Is het toeval dat je ongeveer met zes films tegelijk uitpakt, of moet ik er een of andere marketingstunt achter zoeken?

Jude Law: Het is niets dan toeval! Het is zoals in Londen wachten op de bus: je staat een uur lang te foeteren omdat ie maar niet komt, en dan komen er plots vier tegelijk aangereden. Hetzelfde gebeurde met deze films. Ik kreeg ineens een boel leuke rollen aangeboden in verschillende genres en met uiteenlopende regisseurs. Ik wou ze allemaal, en dat kon: het kwam er alleen op aan mijn agenda goed bij te houden. En ik had het niet eens zo druk als je wel zou denken: de opnames van alle zes de films lagen over twee jaar gespreid.

Vrees je geen overkill?

Law:Tja, ik had er geen greep op, toen niet, nu ook niet. Voor geen enkele film was een releasedatum voorzien. Integendeel, drie of vier ervan zijn low-bugetproducties: dan heb je wel andere zorgen aan je kop dan een releasedatum. Ik kan alleen maar hopen dat de filmfans zich niet laten afschrikken door dit zogezegde Jude Law-bombardement. Think positif: ze kunnen alleen maar genieten van de variatie in het aanbod!

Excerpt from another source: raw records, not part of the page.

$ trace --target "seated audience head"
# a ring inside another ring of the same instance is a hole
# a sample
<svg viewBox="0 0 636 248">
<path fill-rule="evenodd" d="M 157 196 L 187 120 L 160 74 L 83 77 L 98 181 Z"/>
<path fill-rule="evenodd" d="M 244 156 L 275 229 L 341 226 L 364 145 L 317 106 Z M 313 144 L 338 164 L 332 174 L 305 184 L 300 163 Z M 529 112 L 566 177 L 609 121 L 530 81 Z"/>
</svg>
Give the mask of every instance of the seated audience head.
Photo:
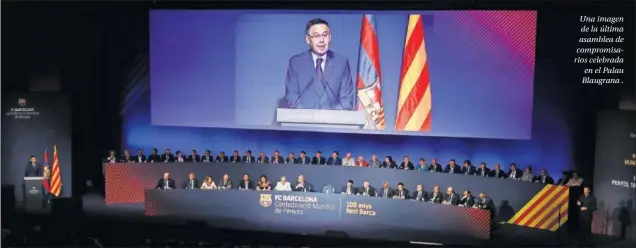
<svg viewBox="0 0 636 248">
<path fill-rule="evenodd" d="M 321 157 L 321 156 L 322 156 L 322 152 L 321 152 L 321 151 L 317 151 L 317 152 L 316 152 L 316 157 L 317 157 L 317 158 L 319 158 L 319 157 Z"/>
<path fill-rule="evenodd" d="M 398 183 L 398 184 L 397 184 L 397 189 L 398 189 L 398 190 L 403 190 L 403 189 L 404 189 L 404 183 L 401 183 L 401 182 L 400 182 L 400 183 Z"/>
<path fill-rule="evenodd" d="M 486 192 L 479 193 L 479 198 L 484 199 L 486 197 L 488 197 L 488 195 L 486 195 Z"/>
<path fill-rule="evenodd" d="M 247 173 L 243 174 L 243 181 L 248 181 L 248 180 L 250 180 L 250 175 Z"/>
<path fill-rule="evenodd" d="M 471 166 L 472 163 L 470 162 L 470 160 L 464 160 L 464 166 L 468 167 Z"/>
<path fill-rule="evenodd" d="M 293 152 L 289 152 L 289 157 L 290 157 L 290 158 L 295 157 L 294 153 L 293 153 Z"/>
<path fill-rule="evenodd" d="M 409 156 L 404 156 L 404 163 L 408 163 L 409 162 Z"/>
<path fill-rule="evenodd" d="M 471 196 L 470 190 L 464 190 L 464 196 Z"/>
<path fill-rule="evenodd" d="M 235 150 L 234 152 L 232 152 L 232 156 L 238 157 L 239 156 L 239 152 Z"/>
<path fill-rule="evenodd" d="M 345 155 L 345 157 L 347 157 L 347 158 L 351 158 L 351 153 L 350 153 L 350 152 L 347 152 L 347 155 Z"/>
<path fill-rule="evenodd" d="M 219 157 L 225 157 L 225 152 L 219 152 Z"/>
<path fill-rule="evenodd" d="M 393 162 L 393 158 L 391 156 L 386 156 L 386 157 L 384 157 L 384 162 L 386 162 L 387 164 L 391 163 L 391 162 Z"/>
<path fill-rule="evenodd" d="M 577 172 L 572 172 L 572 179 L 579 179 L 579 173 Z"/>
<path fill-rule="evenodd" d="M 338 156 L 340 156 L 340 153 L 334 151 L 333 153 L 331 153 L 331 157 L 332 158 L 337 158 Z"/>
<path fill-rule="evenodd" d="M 388 189 L 389 188 L 389 182 L 388 181 L 384 181 L 384 183 L 382 183 L 382 188 Z"/>
<path fill-rule="evenodd" d="M 417 191 L 422 191 L 424 190 L 424 186 L 422 186 L 421 184 L 417 185 Z"/>
<path fill-rule="evenodd" d="M 274 157 L 278 157 L 278 155 L 280 155 L 280 152 L 278 150 L 274 151 Z"/>
<path fill-rule="evenodd" d="M 49 167 L 44 167 L 44 178 L 50 178 L 51 177 L 51 169 L 49 169 Z"/>
<path fill-rule="evenodd" d="M 247 150 L 247 151 L 245 152 L 245 155 L 246 155 L 246 156 L 252 156 L 252 150 Z"/>
<path fill-rule="evenodd" d="M 426 159 L 425 158 L 420 158 L 420 165 L 421 166 L 426 165 Z"/>
<path fill-rule="evenodd" d="M 364 161 L 364 157 L 362 155 L 358 156 L 358 161 Z"/>
<path fill-rule="evenodd" d="M 532 166 L 528 165 L 528 167 L 526 167 L 526 173 L 532 173 Z"/>
<path fill-rule="evenodd" d="M 451 160 L 448 162 L 448 164 L 449 164 L 450 166 L 455 166 L 455 159 L 451 159 Z"/>
<path fill-rule="evenodd" d="M 300 157 L 304 158 L 305 156 L 307 156 L 307 153 L 305 151 L 300 151 Z"/>
<path fill-rule="evenodd" d="M 437 164 L 437 159 L 436 158 L 431 159 L 431 163 L 432 164 Z"/>
<path fill-rule="evenodd" d="M 512 170 L 512 171 L 517 170 L 517 164 L 516 163 L 510 163 L 510 170 Z"/>
<path fill-rule="evenodd" d="M 267 176 L 265 176 L 265 175 L 261 175 L 261 178 L 259 180 L 261 181 L 261 183 L 266 183 L 266 182 L 269 181 L 269 180 L 267 180 Z"/>
<path fill-rule="evenodd" d="M 258 156 L 259 156 L 259 157 L 261 157 L 261 158 L 262 158 L 262 157 L 265 157 L 265 153 L 264 153 L 264 152 L 261 152 L 261 153 L 259 153 L 259 154 L 258 154 Z"/>
<path fill-rule="evenodd" d="M 194 180 L 195 178 L 196 178 L 196 175 L 194 174 L 194 172 L 188 173 L 188 179 Z"/>
<path fill-rule="evenodd" d="M 170 148 L 166 148 L 166 151 L 164 152 L 165 154 L 170 154 L 172 152 L 172 150 L 170 150 Z"/>
<path fill-rule="evenodd" d="M 205 177 L 204 182 L 207 184 L 211 184 L 214 181 L 214 179 L 211 176 L 207 176 Z"/>
<path fill-rule="evenodd" d="M 371 159 L 373 161 L 378 160 L 378 155 L 375 155 L 375 154 L 371 155 Z"/>
<path fill-rule="evenodd" d="M 439 185 L 433 186 L 433 192 L 435 193 L 439 192 Z"/>
<path fill-rule="evenodd" d="M 353 180 L 347 180 L 347 187 L 353 186 Z"/>
<path fill-rule="evenodd" d="M 479 168 L 486 169 L 486 163 L 481 162 L 481 164 L 479 164 Z"/>
<path fill-rule="evenodd" d="M 362 183 L 362 186 L 364 186 L 365 188 L 369 187 L 369 180 L 364 180 L 364 182 Z"/>
<path fill-rule="evenodd" d="M 541 172 L 539 172 L 539 173 L 541 174 L 542 177 L 548 175 L 548 171 L 546 169 L 541 169 Z"/>
<path fill-rule="evenodd" d="M 210 152 L 210 150 L 205 150 L 205 156 L 210 156 L 210 154 L 212 154 L 212 152 Z"/>
<path fill-rule="evenodd" d="M 157 148 L 152 148 L 152 151 L 150 153 L 152 155 L 157 155 L 157 153 L 159 153 L 159 150 Z"/>
<path fill-rule="evenodd" d="M 197 150 L 192 149 L 192 156 L 197 155 Z"/>
<path fill-rule="evenodd" d="M 164 180 L 168 180 L 168 179 L 170 179 L 170 172 L 164 172 L 164 173 L 163 173 L 163 179 L 164 179 Z"/>
<path fill-rule="evenodd" d="M 450 195 L 450 194 L 452 194 L 452 193 L 455 193 L 455 190 L 453 190 L 453 187 L 448 187 L 448 188 L 446 188 L 446 194 L 449 194 L 449 195 Z"/>
<path fill-rule="evenodd" d="M 501 170 L 501 165 L 500 164 L 495 164 L 495 170 Z"/>
<path fill-rule="evenodd" d="M 177 151 L 177 156 L 181 157 L 182 155 L 181 151 Z"/>
<path fill-rule="evenodd" d="M 108 156 L 110 156 L 110 157 L 114 157 L 114 156 L 115 156 L 115 150 L 110 150 L 110 151 L 108 151 Z M 29 158 L 29 160 L 31 160 L 31 162 L 35 162 L 35 161 L 37 161 L 38 159 L 37 159 L 35 156 L 31 156 L 31 157 Z M 34 160 L 35 160 L 35 161 L 34 161 Z"/>
<path fill-rule="evenodd" d="M 130 152 L 128 150 L 124 150 L 124 157 L 129 157 L 130 156 Z"/>
<path fill-rule="evenodd" d="M 285 176 L 280 177 L 280 182 L 281 183 L 287 182 L 287 177 L 285 177 Z"/>
<path fill-rule="evenodd" d="M 304 181 L 305 181 L 305 176 L 303 176 L 303 175 L 298 176 L 298 182 L 299 183 L 302 183 Z"/>
<path fill-rule="evenodd" d="M 225 181 L 225 182 L 230 181 L 230 175 L 224 174 L 223 175 L 223 181 Z"/>
<path fill-rule="evenodd" d="M 588 185 L 583 186 L 583 194 L 585 196 L 590 195 L 590 192 L 592 192 L 592 188 Z"/>
</svg>

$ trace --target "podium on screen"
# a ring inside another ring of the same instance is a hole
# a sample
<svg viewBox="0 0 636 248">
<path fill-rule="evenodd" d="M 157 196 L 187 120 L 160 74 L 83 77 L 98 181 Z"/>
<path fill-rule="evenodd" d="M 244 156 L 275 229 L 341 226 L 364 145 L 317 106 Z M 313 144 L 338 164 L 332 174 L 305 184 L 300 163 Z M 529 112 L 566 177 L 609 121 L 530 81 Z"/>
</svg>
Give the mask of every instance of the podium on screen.
<svg viewBox="0 0 636 248">
<path fill-rule="evenodd" d="M 366 118 L 364 111 L 276 109 L 276 122 L 283 127 L 363 129 Z"/>
</svg>

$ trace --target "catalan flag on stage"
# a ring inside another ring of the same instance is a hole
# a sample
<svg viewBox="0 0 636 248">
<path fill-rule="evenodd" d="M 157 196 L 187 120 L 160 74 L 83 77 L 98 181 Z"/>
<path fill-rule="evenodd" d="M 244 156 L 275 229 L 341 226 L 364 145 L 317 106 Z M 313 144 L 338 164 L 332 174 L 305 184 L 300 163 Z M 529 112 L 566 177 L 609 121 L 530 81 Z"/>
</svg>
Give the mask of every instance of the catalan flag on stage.
<svg viewBox="0 0 636 248">
<path fill-rule="evenodd" d="M 404 44 L 395 130 L 431 131 L 431 85 L 421 15 L 410 15 Z"/>
<path fill-rule="evenodd" d="M 51 194 L 55 197 L 62 192 L 62 178 L 60 176 L 60 160 L 57 155 L 57 147 L 53 146 L 53 166 L 51 166 Z"/>
<path fill-rule="evenodd" d="M 380 76 L 380 53 L 375 16 L 362 16 L 360 52 L 358 54 L 358 110 L 367 113 L 366 128 L 384 130 L 384 109 Z"/>
</svg>

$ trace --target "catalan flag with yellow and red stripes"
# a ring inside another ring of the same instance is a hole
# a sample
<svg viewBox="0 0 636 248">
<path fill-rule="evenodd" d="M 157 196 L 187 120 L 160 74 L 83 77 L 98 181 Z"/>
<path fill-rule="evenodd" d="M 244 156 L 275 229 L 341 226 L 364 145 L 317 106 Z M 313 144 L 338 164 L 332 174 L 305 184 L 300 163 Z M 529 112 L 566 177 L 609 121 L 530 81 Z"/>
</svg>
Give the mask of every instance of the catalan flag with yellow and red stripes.
<svg viewBox="0 0 636 248">
<path fill-rule="evenodd" d="M 358 110 L 367 112 L 369 129 L 384 130 L 380 48 L 374 15 L 362 16 L 360 51 L 358 53 Z"/>
<path fill-rule="evenodd" d="M 57 147 L 53 146 L 53 166 L 51 166 L 51 194 L 55 197 L 62 192 L 62 177 L 60 176 L 60 160 L 57 155 Z"/>
<path fill-rule="evenodd" d="M 431 85 L 421 15 L 409 16 L 395 130 L 431 131 Z"/>
</svg>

‘Sky Captain and the World of Tomorrow’ is de meest hapklare brok in het rijtje van zes. Het is een a-typische actiefilm.

Law: Dat trok me er ook zo in aan – dat, en het feit dat ik de coole onverstoorbare piloot Joe ‘Sky Captain’ Sullivan mocht spelen. ‘Sky Captain’ herinnert me aan de actiefilms waar ik als kind zo dol op was: verstoken van cynisme, duidelijk in zijn karakters – aan een slechterik was niks goeds te bespeuren, en de good guys bleven van de cocaïne af. Het was no-nonsense cinema, speels en met een hoge entertainmentwaarde. Die helderheid is nu schijnbaar verloren gegaan.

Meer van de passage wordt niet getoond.